Father Raymond Nobiletti, pastor of the nearby Transfiguration Parish in New York's Chinatown had run to the North Tower and was ministering to people at the triage site when the South Tower collapsed. He told parishioners that the site was in "complete darkness" for five minutes after the collapse and that he found his way to safety by pulling himself along the iron fence of St. Paul's Chapel.

"A policeman told me to get out and I headed towards Broadway," he said. "He saved my life. If I had stayed there, I would have been crushed in falling debris from (the later collapse of) the North Tower."

We are sending Father Nobiletti a photo of Johanna on the slim hope that he may have seen her.

One thousand construction and rescue personnel, plus at least 2,000 support people, labored in dangerous debris around the clock finding Johanna and some other victims, plus a few survivors.

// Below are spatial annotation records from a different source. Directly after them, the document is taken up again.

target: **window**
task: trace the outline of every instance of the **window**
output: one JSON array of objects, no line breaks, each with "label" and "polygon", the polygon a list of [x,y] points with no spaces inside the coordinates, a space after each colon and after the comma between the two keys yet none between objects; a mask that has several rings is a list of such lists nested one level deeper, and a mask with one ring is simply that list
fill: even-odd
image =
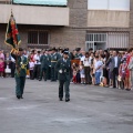
[{"label": "window", "polygon": [[48,31],[29,31],[28,32],[28,43],[30,45],[48,45],[49,44],[49,33]]},{"label": "window", "polygon": [[130,11],[130,0],[88,0],[88,9]]}]

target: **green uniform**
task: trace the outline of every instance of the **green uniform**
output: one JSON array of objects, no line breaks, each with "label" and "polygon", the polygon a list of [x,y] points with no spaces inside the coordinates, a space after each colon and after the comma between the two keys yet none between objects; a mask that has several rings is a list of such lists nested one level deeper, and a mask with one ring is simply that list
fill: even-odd
[{"label": "green uniform", "polygon": [[40,62],[41,62],[41,71],[40,71],[40,80],[42,80],[42,74],[43,74],[43,78],[44,78],[44,81],[47,81],[48,79],[48,69],[49,69],[49,55],[48,54],[44,54],[41,57],[40,59]]},{"label": "green uniform", "polygon": [[16,60],[16,94],[17,98],[22,98],[24,84],[25,84],[25,76],[27,76],[27,70],[29,69],[29,62],[25,57],[17,57],[12,54],[12,58]]},{"label": "green uniform", "polygon": [[51,81],[57,81],[57,71],[55,71],[55,64],[57,61],[59,60],[59,54],[58,53],[53,53],[51,54]]},{"label": "green uniform", "polygon": [[74,58],[75,59],[81,59],[82,58],[82,53],[76,53]]},{"label": "green uniform", "polygon": [[71,62],[70,60],[60,59],[57,62],[55,70],[59,72],[59,99],[63,98],[63,85],[65,88],[65,100],[70,99],[70,73]]},{"label": "green uniform", "polygon": [[48,60],[49,60],[49,62],[48,62],[48,64],[49,64],[49,66],[48,66],[48,80],[51,80],[51,54],[48,54]]}]

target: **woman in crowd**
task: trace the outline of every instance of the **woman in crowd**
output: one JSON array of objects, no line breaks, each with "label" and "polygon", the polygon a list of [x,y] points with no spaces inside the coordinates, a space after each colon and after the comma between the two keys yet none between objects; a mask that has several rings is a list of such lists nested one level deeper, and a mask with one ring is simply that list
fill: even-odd
[{"label": "woman in crowd", "polygon": [[104,50],[104,66],[103,66],[103,84],[104,86],[109,86],[109,66],[106,66],[106,62],[109,61],[110,58],[110,53],[108,52],[108,50]]}]

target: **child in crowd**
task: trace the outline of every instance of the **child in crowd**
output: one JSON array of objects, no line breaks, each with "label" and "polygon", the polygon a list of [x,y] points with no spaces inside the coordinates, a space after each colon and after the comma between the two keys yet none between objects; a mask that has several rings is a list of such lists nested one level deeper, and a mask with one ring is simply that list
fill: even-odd
[{"label": "child in crowd", "polygon": [[85,83],[85,74],[84,74],[84,65],[83,65],[83,62],[81,61],[80,62],[80,76],[81,76],[81,83]]},{"label": "child in crowd", "polygon": [[4,73],[4,62],[3,59],[0,58],[0,76],[3,78],[3,73]]},{"label": "child in crowd", "polygon": [[72,82],[73,82],[73,83],[76,83],[76,73],[78,73],[76,64],[73,63],[73,64],[72,64]]},{"label": "child in crowd", "polygon": [[95,57],[95,85],[100,85],[100,76],[101,76],[101,73],[102,73],[102,65],[103,65],[103,62],[99,59],[99,55]]},{"label": "child in crowd", "polygon": [[33,80],[33,68],[34,68],[34,62],[32,59],[29,61],[29,69],[30,69],[30,79]]},{"label": "child in crowd", "polygon": [[126,60],[123,60],[119,68],[119,78],[117,78],[117,88],[120,89],[126,89],[126,82],[125,82],[125,76],[126,76]]}]

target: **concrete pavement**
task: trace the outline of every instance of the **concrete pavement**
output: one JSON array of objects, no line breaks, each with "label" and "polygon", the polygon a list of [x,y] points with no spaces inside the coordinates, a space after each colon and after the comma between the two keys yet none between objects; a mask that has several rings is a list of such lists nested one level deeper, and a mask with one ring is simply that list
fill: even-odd
[{"label": "concrete pavement", "polygon": [[133,91],[71,84],[65,103],[58,82],[27,80],[23,98],[0,78],[0,133],[133,133]]}]

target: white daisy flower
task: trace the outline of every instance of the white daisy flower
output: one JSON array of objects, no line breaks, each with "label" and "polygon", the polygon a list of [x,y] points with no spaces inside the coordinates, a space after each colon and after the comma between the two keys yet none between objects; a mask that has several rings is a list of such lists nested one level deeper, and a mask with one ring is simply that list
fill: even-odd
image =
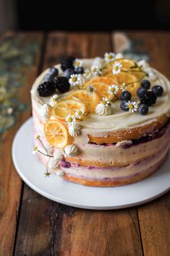
[{"label": "white daisy flower", "polygon": [[113,74],[117,74],[121,72],[121,67],[122,65],[121,63],[116,61],[113,64],[113,68],[112,68],[112,73]]},{"label": "white daisy flower", "polygon": [[13,111],[14,111],[14,108],[12,107],[8,108],[6,110],[6,113],[8,115],[11,115],[13,113]]},{"label": "white daisy flower", "polygon": [[73,67],[76,69],[81,67],[81,65],[82,65],[82,61],[79,59],[76,59],[75,61],[73,61]]},{"label": "white daisy flower", "polygon": [[115,54],[114,53],[105,53],[104,55],[104,59],[107,62],[110,62],[115,59]]},{"label": "white daisy flower", "polygon": [[117,92],[118,92],[118,86],[116,85],[111,85],[109,86],[107,90],[107,93],[111,95],[115,95]]},{"label": "white daisy flower", "polygon": [[60,177],[62,177],[64,174],[64,171],[63,170],[58,170],[56,173],[57,176],[59,176]]},{"label": "white daisy flower", "polygon": [[78,124],[71,123],[71,124],[68,125],[68,133],[71,136],[76,137],[79,135],[81,127]]},{"label": "white daisy flower", "polygon": [[82,86],[83,85],[85,84],[86,82],[86,79],[85,77],[84,77],[83,74],[78,74],[78,77],[79,77],[79,85],[80,86]]},{"label": "white daisy flower", "polygon": [[84,77],[85,77],[85,79],[88,80],[88,79],[90,79],[91,77],[91,72],[86,69],[84,70]]},{"label": "white daisy flower", "polygon": [[80,119],[83,115],[84,113],[81,111],[81,110],[77,110],[75,114],[75,117]]},{"label": "white daisy flower", "polygon": [[143,69],[149,67],[149,64],[146,61],[145,59],[141,59],[140,61],[139,61],[138,62],[138,65]]},{"label": "white daisy flower", "polygon": [[96,88],[94,88],[93,86],[88,85],[86,88],[86,92],[89,94],[89,95],[91,95],[95,90]]},{"label": "white daisy flower", "polygon": [[99,73],[99,68],[98,66],[96,66],[96,65],[93,65],[91,67],[91,72],[93,73],[93,74],[98,74]]},{"label": "white daisy flower", "polygon": [[76,122],[76,119],[74,116],[68,115],[66,118],[66,121],[68,122],[68,124],[70,125],[71,124],[74,124]]},{"label": "white daisy flower", "polygon": [[73,74],[69,79],[71,85],[79,85],[81,83],[80,77],[77,74]]},{"label": "white daisy flower", "polygon": [[127,86],[125,82],[123,82],[120,86],[120,90],[123,92],[124,90],[126,90]]},{"label": "white daisy flower", "polygon": [[96,106],[95,112],[99,116],[108,116],[112,114],[112,107],[110,101],[103,98],[102,101]]},{"label": "white daisy flower", "polygon": [[38,150],[38,148],[37,146],[35,146],[34,150],[32,151],[32,154],[35,155],[37,150]]},{"label": "white daisy flower", "polygon": [[40,137],[40,135],[37,135],[35,136],[35,139],[37,139],[37,140],[39,140]]},{"label": "white daisy flower", "polygon": [[51,106],[54,106],[54,105],[56,104],[57,103],[57,99],[58,98],[58,94],[55,94],[53,97],[50,98],[50,105]]},{"label": "white daisy flower", "polygon": [[117,53],[115,54],[115,59],[122,59],[122,58],[123,58],[123,55],[122,53]]},{"label": "white daisy flower", "polygon": [[131,113],[134,113],[135,111],[137,111],[138,106],[138,103],[135,101],[128,101],[125,103],[125,105],[128,106],[129,108],[129,111]]}]

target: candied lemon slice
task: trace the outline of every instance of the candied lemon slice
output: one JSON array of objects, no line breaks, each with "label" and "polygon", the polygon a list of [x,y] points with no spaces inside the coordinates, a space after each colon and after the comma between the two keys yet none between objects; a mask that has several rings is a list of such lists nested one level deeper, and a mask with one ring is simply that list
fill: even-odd
[{"label": "candied lemon slice", "polygon": [[138,70],[138,68],[135,67],[136,61],[130,59],[117,59],[117,62],[120,62],[122,67],[121,69],[122,70]]},{"label": "candied lemon slice", "polygon": [[96,89],[96,93],[99,96],[100,99],[102,98],[107,98],[109,100],[113,98],[113,95],[108,93],[109,86],[111,85],[118,85],[116,80],[107,77],[97,77],[91,79],[86,84],[92,86]]},{"label": "candied lemon slice", "polygon": [[55,104],[52,109],[52,114],[60,120],[65,120],[68,115],[74,115],[76,111],[86,112],[86,106],[81,101],[66,100]]},{"label": "candied lemon slice", "polygon": [[99,103],[99,97],[97,93],[94,92],[89,95],[86,90],[77,90],[70,93],[68,95],[68,99],[72,98],[74,100],[79,100],[83,102],[86,107],[86,112],[93,113],[97,105]]},{"label": "candied lemon slice", "polygon": [[55,148],[63,148],[68,143],[67,129],[57,120],[48,120],[44,125],[44,133],[48,142]]}]

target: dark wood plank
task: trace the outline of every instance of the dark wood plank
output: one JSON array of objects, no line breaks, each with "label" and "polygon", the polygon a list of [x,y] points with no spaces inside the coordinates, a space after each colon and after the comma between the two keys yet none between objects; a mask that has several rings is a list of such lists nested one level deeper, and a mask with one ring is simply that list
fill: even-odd
[{"label": "dark wood plank", "polygon": [[[22,181],[12,160],[12,143],[16,131],[30,115],[29,91],[37,76],[42,34],[9,33],[1,39],[0,84],[5,87],[7,82],[12,82],[14,88],[10,90],[14,90],[12,98],[17,101],[13,103],[14,112],[10,116],[11,120],[16,119],[13,127],[3,132],[5,125],[0,123],[2,132],[0,141],[0,255],[8,256],[13,252],[22,187]],[[15,76],[17,78],[14,79]],[[9,96],[9,88],[5,97]],[[23,103],[27,104],[27,108],[19,112],[17,108],[24,108]],[[4,107],[4,100],[1,104]],[[1,117],[4,116],[1,112]]]},{"label": "dark wood plank", "polygon": [[[131,49],[127,48],[126,52],[133,51],[137,55],[148,55],[151,65],[170,78],[170,33],[133,32],[127,35]],[[119,41],[119,33],[113,35],[115,44]],[[120,51],[119,46],[117,51]],[[138,212],[145,255],[169,255],[170,192],[138,207]]]},{"label": "dark wood plank", "polygon": [[[66,54],[93,57],[110,50],[107,33],[53,33],[43,69]],[[136,210],[76,209],[48,200],[25,186],[15,255],[142,255]]]}]

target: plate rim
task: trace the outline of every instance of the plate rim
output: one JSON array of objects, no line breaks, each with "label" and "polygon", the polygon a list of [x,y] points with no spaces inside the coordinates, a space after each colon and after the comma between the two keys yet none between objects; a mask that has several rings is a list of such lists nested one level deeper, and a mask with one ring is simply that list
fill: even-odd
[{"label": "plate rim", "polygon": [[[19,128],[19,129],[17,130],[17,132],[16,132],[14,137],[13,139],[13,142],[12,142],[12,161],[15,167],[15,169],[17,172],[17,174],[19,174],[19,176],[20,176],[20,178],[22,179],[22,181],[24,181],[24,182],[25,182],[25,184],[27,184],[27,185],[28,187],[30,187],[32,189],[35,190],[36,192],[37,192],[38,194],[42,195],[43,197],[50,199],[53,201],[66,205],[68,205],[68,206],[73,206],[73,207],[76,207],[78,208],[83,208],[83,209],[89,209],[89,210],[116,210],[116,209],[122,209],[122,208],[131,208],[131,207],[134,207],[134,206],[138,206],[142,204],[146,204],[148,202],[151,202],[161,196],[162,196],[163,195],[166,194],[166,192],[168,192],[170,190],[170,185],[169,187],[166,188],[166,189],[160,192],[157,192],[155,195],[148,197],[146,200],[140,200],[138,202],[134,202],[132,203],[127,203],[127,204],[122,204],[121,205],[109,205],[109,206],[101,206],[101,205],[95,205],[95,206],[92,206],[91,205],[80,205],[79,203],[76,203],[73,202],[71,202],[71,200],[68,200],[69,202],[66,201],[65,200],[62,200],[60,197],[57,197],[56,196],[53,196],[52,195],[47,193],[45,192],[44,192],[43,190],[42,190],[41,189],[37,187],[35,185],[34,185],[34,184],[32,184],[22,172],[22,171],[19,169],[18,164],[17,164],[17,161],[15,158],[15,146],[17,143],[17,139],[18,139],[18,135],[19,135],[19,132],[21,132],[21,130],[22,129],[24,129],[27,125],[29,125],[30,123],[32,121],[32,117],[30,116],[28,119],[27,119],[22,125],[21,127]],[[41,163],[40,162],[40,163]],[[66,181],[65,181],[66,182],[68,182]],[[76,186],[77,185],[76,184],[74,184]],[[129,184],[128,186],[130,186],[130,184]],[[116,187],[113,187],[114,189],[116,189]],[[103,189],[107,189],[105,187],[104,187]],[[109,188],[112,189],[112,188]]]}]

The Trade Center Memorial honors both those who died and also is a tribute to the mammoth excavation and construction effort that followed.

We walked to St. Paul's Chapel where many hundreds of white ribbons, inscribed with messages about 9/11, hung from the black wrought iron fence in front of the church. Here, where George Washington once worshipped, visitors walked reverently past a priest's vestment covered with many patches from fireman and police emergency response teams throughout the world.

We dined with John, Ruth and John Jr. before returning to my car in Brooklyn via the 2 train and then driving home, avoiding the potholes.

Warmth, shared grief, generosity and sacrifice followed 9/11, when the nation mourned the loss of almost 3,000 people. That spirit was alive again everywhere we went during the 10th anniversary observance, and will continue.

(John and Ruth have established a scholarship fund in Johanna's memory to help needy inner city children in North Philadelphia. Donations may be made to St. Malachy's School, 1419 North 11th St., Philadelphia, Pa. 19122.)